In November 2014 Sony Pictures Entertainment cancelled the release of The Interview; a comedy film made about an assassination of Kim Jong-un, when they were hacked by a group the FBI believes has links with North Korea.

Objecting to the infringement on free speech Amnesty made a short film called The Other Interview in which Ji-hyun Park talks about how North Korea is “one big prison camp”.

To escape starvation during a famine in the late 1990s Ji-hyun, along with her mother, sister and brother were forced to leave her father behind and ask traffickers to help get them into China.

After a terrible parting with her father and arriving in a foreign land she was horrified to learn that she would have to be sold if she wanted to keep her family safe from being repatriated into North Korea.

Despite being sold to a man for £500 her brother was deported and as a defector was very likely to have been sent back to one of the prison camps which litter the country.

It’s been 15 years since then and Ji-hyun hasn’t had any news of him.

For the next six years however, Ji-hyun and her mother and sister were able to stay in China living under constant fear that they might be reported to the Chinese authorities and sent back to North Korea.

During this period Ji-hyun gave birth in isolation to a baby boy she named Chol, meaning Iron.

But in 2004 she was reported to the authorities and was torn from her 6-year-old son and repatriated into a North Korean gulag.

It was the last time she saw her mother and sister.

Back in her homeland she was humiliated and forced to work all hours of the day – learning party songs and chants by night.

It was only back in North Korea that it dawned on Ji-hyun that the regime in the country of her birth was oppressive and that she had been brainwashed. She said: “That was the first time I realised that everything was a lie.”

When she was released from the prison camp after contracting tetanus in her leg she had no option but to get traffickers to take her to China again.

After much heartache Ji-hyun managed to get in touch with her son and they undertook a journey to cross the border into Mongolia in a desperate bid to avoid being deported again.

Her perilous attempt to leave China was only saved when a man helped her and her son to cut the high wire fencing which marches round the border between the two countries.
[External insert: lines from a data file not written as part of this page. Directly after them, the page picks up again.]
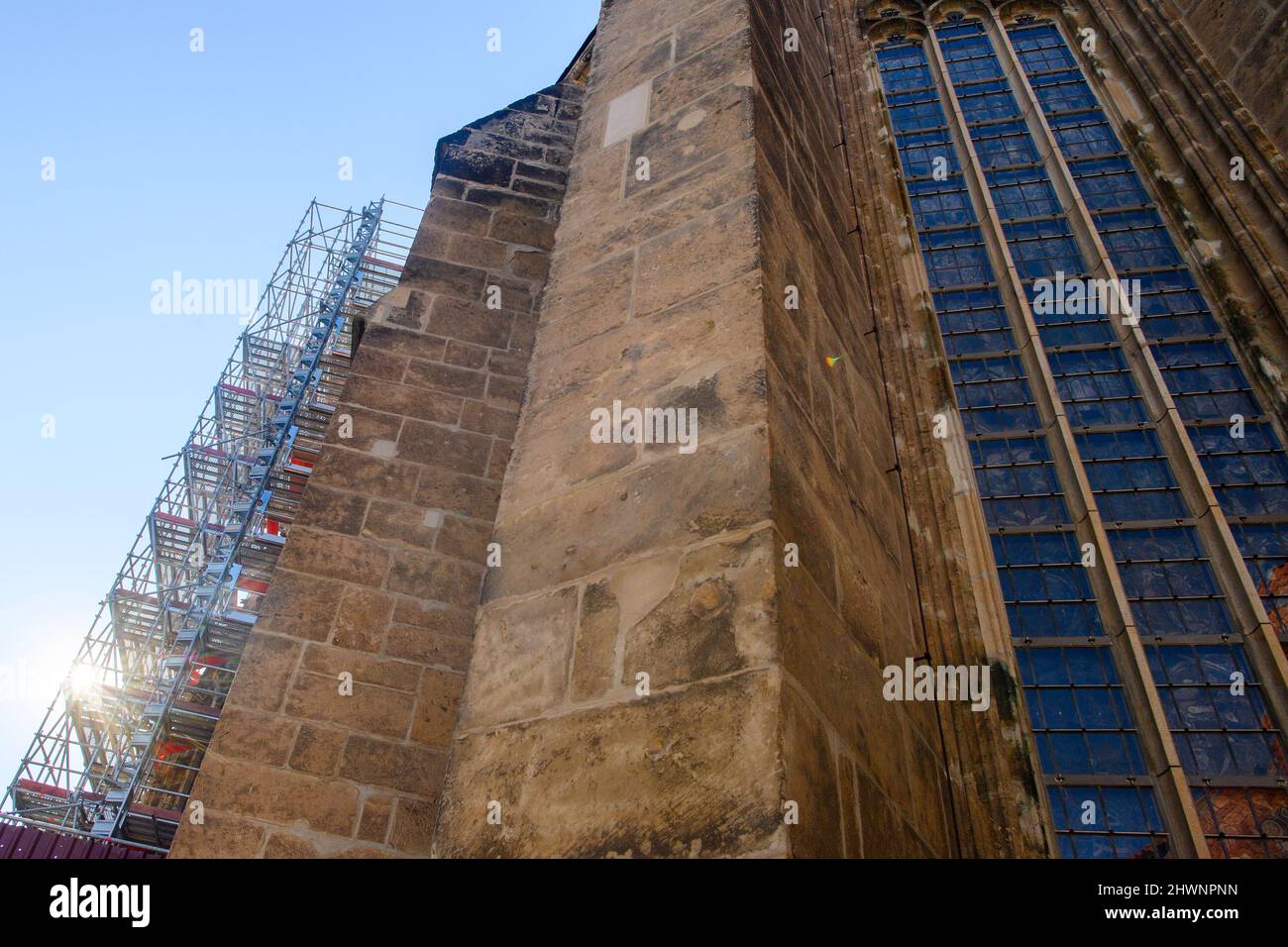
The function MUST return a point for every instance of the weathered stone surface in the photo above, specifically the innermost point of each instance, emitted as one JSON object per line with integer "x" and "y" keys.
{"x": 716, "y": 616}
{"x": 436, "y": 707}
{"x": 300, "y": 604}
{"x": 677, "y": 499}
{"x": 595, "y": 650}
{"x": 520, "y": 660}
{"x": 277, "y": 795}
{"x": 361, "y": 620}
{"x": 218, "y": 836}
{"x": 374, "y": 823}
{"x": 256, "y": 737}
{"x": 317, "y": 750}
{"x": 636, "y": 779}
{"x": 368, "y": 709}
{"x": 413, "y": 826}
{"x": 810, "y": 783}
{"x": 402, "y": 767}
{"x": 265, "y": 673}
She later fell in love with the man who saved her and her six-year-old and she and her now husband Kwang Joo are still together today.

But after three days in Mongolia without water, food or a sight of another human being the three of them faced returning to China yet again.
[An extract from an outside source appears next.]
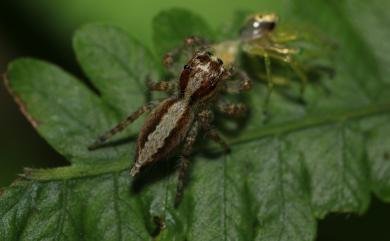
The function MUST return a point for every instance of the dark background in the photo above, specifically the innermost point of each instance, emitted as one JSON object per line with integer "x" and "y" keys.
{"x": 43, "y": 29}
Explaining why they decided to go back to the country they had just managed to escape from Ji-hyun said: “If we died in Mongolia no one would know. “If we died in China or if I was repatriated into North Korea I thought maybe someone would take care of my son.”
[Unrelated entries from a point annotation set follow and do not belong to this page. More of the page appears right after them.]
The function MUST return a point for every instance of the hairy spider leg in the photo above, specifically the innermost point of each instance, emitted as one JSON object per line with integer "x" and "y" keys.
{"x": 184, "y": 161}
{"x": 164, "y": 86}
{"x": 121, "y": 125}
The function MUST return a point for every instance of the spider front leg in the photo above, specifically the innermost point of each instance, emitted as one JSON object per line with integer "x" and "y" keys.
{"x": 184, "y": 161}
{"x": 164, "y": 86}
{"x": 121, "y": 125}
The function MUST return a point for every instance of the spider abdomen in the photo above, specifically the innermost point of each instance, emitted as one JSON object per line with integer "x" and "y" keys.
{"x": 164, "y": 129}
Another three long years went by in China before Ji-hyun, Kwang Joo and Chol made it to the UK.

It was 2008 and they were granted British citizenship in a swift but agonising four months.

Ji-hyun said: “I just cried and cried, in China I had no ID card, I lost my family so I just cried and said thank you very much, thank you very much.”

Nowadays when she looks back at her life and sees what Kim Jong-un is doing she is angry and dumbfounded.

She said: “I can’t say any words, sometimes reading the news I think, this is my country, my home town. Wow.”

Ji-hyun described to the SNJ how the first time she felt happiness was in 2010 two years after her family arrived in England.

She said: “I was sitting round the table with my family and my children were smiling and talking about how school was going.”

Previously her understanding of what happiness felt like was centred on making “the leader” happy as he had the status of a deity.

It was four years after they came to the UK in 2012 when Chol asked his mother why she had deserted him to go back to North Korea.

When Ji-hyun had been repatriated the authorities had told her son that she had abandoned him.

Her son’s question was a defining one for Ji-hyun. She said: “It is not only my son’s question; it’s all the other North Korean children who are now separated with their parents.

“So I started this work for all the other North Korean mothers out there.”

Since then she has been working as an outreach and project officer for the European Alliance for Human Rights in North Korea.

On Thursday, May 7 calling it “a day I will remember for the rest of my life” Ji-hyun voted in the UK general elections.

Ji-hyun now lives in Manchester with her three children and husband. Chol is 16-years-old and is taking his GCSEs.